Marszałek Wojny
Ilość postów: 1640
Klasa: Kosmiczny Marines
Też uważam, że to dobra gra (choć momentami strasznie ciężka).
Książę Demonów
Ilość postów: 1649
Klasa: Kosmiczny Marines Chaosu
Hom 4 w miarę mi się podobał a szczególnie opcja gdzie twój bohater mógł być niczym wcielenie śmierci, szczególnie fajnie to odczuwalne było w kampanii.

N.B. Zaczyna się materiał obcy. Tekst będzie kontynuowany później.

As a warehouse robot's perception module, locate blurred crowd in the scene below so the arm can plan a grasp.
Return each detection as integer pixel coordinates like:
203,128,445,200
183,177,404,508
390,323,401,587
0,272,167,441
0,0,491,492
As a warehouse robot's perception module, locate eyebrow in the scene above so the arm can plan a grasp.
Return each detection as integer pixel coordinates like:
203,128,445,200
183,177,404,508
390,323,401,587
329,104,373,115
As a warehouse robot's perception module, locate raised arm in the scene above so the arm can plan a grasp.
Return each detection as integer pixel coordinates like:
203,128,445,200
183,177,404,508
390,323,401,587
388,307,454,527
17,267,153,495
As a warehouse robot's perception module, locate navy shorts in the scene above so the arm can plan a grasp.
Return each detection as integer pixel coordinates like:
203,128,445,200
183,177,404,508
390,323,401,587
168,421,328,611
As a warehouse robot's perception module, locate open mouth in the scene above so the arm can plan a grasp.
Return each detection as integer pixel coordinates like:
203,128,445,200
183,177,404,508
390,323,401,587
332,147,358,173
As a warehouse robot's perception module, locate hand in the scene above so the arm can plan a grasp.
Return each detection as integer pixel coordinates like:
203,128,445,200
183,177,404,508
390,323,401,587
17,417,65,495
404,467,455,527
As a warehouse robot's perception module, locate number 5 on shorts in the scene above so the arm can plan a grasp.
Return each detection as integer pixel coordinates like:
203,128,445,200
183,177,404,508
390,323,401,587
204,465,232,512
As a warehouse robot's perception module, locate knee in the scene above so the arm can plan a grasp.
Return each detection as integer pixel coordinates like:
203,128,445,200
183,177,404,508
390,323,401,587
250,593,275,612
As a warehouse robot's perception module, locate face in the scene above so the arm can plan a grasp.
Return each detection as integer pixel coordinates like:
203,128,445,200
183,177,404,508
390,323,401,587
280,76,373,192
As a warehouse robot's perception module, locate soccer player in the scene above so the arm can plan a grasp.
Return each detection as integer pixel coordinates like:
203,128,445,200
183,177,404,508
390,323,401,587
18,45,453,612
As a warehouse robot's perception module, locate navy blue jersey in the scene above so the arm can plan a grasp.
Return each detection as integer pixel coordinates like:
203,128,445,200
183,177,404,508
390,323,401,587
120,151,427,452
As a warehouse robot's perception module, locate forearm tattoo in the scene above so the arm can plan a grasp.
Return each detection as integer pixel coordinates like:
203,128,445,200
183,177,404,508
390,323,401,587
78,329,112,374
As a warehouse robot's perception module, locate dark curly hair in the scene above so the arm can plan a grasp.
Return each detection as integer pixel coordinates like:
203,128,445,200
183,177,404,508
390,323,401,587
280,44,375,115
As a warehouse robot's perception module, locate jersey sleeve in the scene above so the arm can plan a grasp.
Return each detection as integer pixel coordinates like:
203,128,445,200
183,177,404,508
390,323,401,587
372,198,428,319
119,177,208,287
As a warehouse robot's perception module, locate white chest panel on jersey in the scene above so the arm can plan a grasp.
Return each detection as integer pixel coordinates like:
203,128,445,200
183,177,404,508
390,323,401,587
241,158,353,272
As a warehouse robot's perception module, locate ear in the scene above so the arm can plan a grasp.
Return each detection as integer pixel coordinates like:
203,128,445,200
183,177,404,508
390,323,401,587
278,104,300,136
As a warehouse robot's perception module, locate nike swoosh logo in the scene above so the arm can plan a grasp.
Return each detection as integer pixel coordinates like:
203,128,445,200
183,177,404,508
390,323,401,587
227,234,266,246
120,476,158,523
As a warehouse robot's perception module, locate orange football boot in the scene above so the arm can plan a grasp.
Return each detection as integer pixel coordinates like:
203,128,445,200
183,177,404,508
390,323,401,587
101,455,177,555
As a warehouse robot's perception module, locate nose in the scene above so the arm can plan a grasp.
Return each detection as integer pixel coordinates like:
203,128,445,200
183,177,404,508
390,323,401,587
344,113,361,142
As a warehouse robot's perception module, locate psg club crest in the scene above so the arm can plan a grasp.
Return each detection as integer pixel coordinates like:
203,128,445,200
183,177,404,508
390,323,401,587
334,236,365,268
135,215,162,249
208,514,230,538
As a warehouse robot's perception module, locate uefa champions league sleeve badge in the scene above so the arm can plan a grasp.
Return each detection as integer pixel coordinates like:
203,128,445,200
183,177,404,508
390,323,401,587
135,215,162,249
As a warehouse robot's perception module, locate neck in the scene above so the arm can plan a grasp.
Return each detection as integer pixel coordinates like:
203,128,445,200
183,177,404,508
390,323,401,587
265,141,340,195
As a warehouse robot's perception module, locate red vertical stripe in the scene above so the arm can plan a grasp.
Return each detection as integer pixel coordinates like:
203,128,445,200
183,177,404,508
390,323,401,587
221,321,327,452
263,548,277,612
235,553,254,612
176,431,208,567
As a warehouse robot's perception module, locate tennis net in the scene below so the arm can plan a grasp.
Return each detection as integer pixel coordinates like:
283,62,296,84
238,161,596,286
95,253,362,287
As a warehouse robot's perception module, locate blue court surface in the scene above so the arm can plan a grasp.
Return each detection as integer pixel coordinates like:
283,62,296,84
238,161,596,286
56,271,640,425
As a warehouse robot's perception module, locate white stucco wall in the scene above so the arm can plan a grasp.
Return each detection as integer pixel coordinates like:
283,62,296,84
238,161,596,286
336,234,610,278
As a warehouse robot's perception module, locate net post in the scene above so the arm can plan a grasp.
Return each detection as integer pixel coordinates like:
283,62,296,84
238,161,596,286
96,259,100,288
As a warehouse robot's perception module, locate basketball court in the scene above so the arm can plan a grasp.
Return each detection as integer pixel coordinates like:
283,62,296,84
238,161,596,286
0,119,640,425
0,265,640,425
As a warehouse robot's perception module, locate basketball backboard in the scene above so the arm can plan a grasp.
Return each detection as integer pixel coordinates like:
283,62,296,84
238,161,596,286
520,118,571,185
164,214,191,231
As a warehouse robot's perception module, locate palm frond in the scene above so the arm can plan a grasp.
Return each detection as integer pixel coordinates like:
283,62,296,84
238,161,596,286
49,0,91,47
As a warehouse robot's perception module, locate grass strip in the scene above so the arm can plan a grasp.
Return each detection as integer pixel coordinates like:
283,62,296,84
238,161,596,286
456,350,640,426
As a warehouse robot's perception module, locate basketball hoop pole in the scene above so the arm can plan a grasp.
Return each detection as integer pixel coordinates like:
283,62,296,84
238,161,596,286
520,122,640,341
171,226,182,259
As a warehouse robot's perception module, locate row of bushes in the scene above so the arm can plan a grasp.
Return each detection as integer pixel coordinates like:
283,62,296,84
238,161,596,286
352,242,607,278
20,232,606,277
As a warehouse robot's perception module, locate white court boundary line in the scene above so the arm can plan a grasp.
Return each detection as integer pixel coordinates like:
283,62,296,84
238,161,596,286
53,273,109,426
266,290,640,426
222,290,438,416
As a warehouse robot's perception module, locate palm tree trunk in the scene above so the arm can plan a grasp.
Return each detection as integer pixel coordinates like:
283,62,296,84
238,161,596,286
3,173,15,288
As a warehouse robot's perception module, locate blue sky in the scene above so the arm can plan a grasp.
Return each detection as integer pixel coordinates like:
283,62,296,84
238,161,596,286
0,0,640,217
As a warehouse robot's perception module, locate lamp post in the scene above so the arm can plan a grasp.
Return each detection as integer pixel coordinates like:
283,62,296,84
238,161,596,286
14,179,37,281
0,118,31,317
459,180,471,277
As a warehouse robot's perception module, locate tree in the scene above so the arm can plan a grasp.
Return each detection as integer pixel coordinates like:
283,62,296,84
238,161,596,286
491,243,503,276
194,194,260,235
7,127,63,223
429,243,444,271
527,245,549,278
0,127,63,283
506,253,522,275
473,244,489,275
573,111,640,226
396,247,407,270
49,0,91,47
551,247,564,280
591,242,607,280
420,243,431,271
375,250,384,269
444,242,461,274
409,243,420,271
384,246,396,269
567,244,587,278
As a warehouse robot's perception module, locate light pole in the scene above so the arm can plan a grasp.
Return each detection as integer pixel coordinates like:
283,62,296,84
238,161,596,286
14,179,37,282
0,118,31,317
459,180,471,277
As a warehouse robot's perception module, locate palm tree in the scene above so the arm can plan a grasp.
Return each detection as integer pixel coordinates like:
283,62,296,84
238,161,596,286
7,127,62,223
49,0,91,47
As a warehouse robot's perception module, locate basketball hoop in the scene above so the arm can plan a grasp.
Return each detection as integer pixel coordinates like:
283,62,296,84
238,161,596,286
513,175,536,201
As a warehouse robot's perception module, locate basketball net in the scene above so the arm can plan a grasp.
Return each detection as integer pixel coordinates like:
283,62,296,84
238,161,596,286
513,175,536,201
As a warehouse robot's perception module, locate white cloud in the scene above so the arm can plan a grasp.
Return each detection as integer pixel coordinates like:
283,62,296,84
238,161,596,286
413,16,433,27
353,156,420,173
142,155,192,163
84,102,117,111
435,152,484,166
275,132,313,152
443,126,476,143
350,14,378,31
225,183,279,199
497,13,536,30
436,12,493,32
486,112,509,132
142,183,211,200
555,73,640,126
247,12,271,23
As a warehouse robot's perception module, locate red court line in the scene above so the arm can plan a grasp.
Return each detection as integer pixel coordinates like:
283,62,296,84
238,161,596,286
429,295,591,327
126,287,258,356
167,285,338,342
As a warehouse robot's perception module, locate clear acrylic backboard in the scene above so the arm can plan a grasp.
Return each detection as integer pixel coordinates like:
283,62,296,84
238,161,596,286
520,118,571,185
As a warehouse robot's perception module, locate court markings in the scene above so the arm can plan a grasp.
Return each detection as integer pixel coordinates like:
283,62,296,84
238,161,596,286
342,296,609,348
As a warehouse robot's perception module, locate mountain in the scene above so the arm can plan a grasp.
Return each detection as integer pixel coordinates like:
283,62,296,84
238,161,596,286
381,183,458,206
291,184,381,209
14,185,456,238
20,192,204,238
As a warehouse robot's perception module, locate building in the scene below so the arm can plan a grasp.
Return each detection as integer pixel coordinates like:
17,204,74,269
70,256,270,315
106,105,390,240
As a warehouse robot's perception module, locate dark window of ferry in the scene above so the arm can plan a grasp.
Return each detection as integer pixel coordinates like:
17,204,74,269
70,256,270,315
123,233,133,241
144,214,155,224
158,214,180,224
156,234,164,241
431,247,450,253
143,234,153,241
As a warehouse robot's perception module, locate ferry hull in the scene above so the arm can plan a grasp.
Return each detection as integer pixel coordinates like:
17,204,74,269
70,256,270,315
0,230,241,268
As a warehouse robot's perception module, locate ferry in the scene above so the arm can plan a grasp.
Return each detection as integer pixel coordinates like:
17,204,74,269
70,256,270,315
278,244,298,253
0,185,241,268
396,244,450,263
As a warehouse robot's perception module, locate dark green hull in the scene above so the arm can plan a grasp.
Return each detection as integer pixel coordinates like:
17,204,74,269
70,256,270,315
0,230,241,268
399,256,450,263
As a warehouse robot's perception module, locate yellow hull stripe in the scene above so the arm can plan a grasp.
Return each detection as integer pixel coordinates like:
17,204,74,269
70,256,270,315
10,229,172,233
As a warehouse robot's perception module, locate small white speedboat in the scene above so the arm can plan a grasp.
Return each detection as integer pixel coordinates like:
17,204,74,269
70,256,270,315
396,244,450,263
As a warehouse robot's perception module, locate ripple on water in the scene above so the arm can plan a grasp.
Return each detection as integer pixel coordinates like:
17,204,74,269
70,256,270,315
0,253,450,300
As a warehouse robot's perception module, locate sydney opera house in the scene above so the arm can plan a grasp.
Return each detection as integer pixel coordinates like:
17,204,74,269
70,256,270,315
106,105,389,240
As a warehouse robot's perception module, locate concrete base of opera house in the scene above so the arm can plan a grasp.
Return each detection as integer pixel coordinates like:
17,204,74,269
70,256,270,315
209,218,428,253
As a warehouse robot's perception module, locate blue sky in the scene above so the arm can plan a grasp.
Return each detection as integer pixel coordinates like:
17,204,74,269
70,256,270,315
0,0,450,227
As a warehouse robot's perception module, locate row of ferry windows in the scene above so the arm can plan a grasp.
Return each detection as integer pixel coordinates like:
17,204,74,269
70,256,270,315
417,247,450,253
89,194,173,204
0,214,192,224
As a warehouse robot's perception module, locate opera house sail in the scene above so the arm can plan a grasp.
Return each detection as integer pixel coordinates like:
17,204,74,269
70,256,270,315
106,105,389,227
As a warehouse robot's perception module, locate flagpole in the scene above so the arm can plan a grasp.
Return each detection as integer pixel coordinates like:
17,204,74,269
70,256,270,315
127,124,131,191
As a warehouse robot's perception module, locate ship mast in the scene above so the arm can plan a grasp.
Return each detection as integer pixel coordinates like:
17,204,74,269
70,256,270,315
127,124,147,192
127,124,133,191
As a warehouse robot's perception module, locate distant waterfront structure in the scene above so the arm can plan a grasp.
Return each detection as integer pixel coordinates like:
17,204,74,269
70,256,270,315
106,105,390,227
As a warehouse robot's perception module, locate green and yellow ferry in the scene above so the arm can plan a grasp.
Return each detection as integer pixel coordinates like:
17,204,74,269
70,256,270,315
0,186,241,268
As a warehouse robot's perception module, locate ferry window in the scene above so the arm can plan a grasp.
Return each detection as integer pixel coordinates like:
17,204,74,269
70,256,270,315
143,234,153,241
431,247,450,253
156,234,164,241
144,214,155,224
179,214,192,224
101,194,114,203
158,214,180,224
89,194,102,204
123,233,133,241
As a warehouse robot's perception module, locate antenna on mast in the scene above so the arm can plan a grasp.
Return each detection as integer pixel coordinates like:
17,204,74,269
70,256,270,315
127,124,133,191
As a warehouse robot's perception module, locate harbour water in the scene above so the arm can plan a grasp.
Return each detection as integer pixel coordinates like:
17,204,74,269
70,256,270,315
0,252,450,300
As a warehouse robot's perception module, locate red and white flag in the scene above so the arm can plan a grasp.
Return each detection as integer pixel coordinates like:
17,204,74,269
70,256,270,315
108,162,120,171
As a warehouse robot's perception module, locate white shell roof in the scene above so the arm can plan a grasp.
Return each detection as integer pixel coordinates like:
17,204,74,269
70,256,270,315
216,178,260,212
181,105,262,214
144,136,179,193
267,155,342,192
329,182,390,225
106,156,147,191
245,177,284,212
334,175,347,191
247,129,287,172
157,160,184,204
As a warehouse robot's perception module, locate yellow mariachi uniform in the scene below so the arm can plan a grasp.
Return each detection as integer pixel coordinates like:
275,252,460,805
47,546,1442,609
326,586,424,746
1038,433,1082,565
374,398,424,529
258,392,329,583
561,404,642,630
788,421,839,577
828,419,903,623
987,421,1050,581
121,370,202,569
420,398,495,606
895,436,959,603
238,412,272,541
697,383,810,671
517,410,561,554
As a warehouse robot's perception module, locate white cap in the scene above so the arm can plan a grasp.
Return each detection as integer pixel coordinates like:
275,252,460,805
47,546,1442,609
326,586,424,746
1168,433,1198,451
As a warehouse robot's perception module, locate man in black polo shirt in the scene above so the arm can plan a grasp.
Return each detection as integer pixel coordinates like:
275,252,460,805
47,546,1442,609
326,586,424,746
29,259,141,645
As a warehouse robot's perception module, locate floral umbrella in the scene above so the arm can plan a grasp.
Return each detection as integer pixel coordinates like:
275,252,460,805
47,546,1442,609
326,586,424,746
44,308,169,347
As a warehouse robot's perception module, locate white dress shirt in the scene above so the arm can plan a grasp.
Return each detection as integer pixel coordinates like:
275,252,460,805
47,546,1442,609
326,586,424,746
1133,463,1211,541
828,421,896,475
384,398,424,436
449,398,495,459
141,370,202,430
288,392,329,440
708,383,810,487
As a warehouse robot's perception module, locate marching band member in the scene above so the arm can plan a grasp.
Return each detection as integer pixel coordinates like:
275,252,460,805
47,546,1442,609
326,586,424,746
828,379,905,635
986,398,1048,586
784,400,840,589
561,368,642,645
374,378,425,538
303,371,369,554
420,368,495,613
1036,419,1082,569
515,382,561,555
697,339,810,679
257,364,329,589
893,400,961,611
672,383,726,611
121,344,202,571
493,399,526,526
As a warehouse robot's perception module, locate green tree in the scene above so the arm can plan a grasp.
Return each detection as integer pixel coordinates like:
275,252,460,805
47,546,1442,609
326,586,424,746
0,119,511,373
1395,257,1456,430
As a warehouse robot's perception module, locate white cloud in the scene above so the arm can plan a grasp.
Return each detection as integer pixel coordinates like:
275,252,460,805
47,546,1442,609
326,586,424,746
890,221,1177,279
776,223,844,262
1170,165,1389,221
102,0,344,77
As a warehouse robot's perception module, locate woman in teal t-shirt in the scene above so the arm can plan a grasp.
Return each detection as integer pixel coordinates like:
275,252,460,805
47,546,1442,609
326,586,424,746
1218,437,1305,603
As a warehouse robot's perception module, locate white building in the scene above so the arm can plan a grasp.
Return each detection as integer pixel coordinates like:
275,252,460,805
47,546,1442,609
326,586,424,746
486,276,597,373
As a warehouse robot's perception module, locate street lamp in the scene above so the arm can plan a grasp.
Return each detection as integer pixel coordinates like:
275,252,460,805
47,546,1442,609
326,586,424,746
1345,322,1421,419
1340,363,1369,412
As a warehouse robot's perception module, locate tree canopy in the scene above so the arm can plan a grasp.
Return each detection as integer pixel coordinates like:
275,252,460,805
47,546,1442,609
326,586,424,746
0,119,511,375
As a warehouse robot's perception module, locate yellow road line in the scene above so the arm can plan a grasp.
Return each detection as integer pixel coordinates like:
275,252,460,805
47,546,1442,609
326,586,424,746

Nigdy jakoś się nie przekonałem do FF, jakoś mnie zawsze odrzuca od tego jprg ;D
Racja NWN jest grą magiczną a Mario to klasyka gier komputerowych. ;D
Matuzalem
Ilość postów: 9483
Klasa: Wampir
FF trzeba poczuć. Najlepiej zacząć od początku, bo niby poszczególne części nie są ze sobą powiązane, to jednak wraz z kolejnymi odsłonami coraz bardziej wczuwa się w te światy, problemy itd. No i muzyka jest nieziemska, od razu wprawia w nastrój i chwyta za serce.
Matuzalem
Ilość postów: 9483
Klasa: Wampir
Ach te starcia w NwN, magia. Piękne, taktyczne, wykorzystywanie atutów. No i te historie, które może i tak kończyły się bitką, ale mi otworzyły wrota do świata fantasy, o którym wcześniej nie miałem pojęcia.
Opiekuńczy duch
Ilość postów: 3108
Klasa: Łowca
Nwn 2 kojarzy się głownie z pierwszorzędnie skopaną pracą kamery i kijową optymalizacją, która sprawia, że i na komputerze spełniającym z naddatkiem minimalne wymagania, miejscami oglądało się pokaz slajdów. No i całą gra wyglądała jak symulacja plastykowych ludzików. Ale to generalnie domena gier z 2006 roku (vide "Oblivion").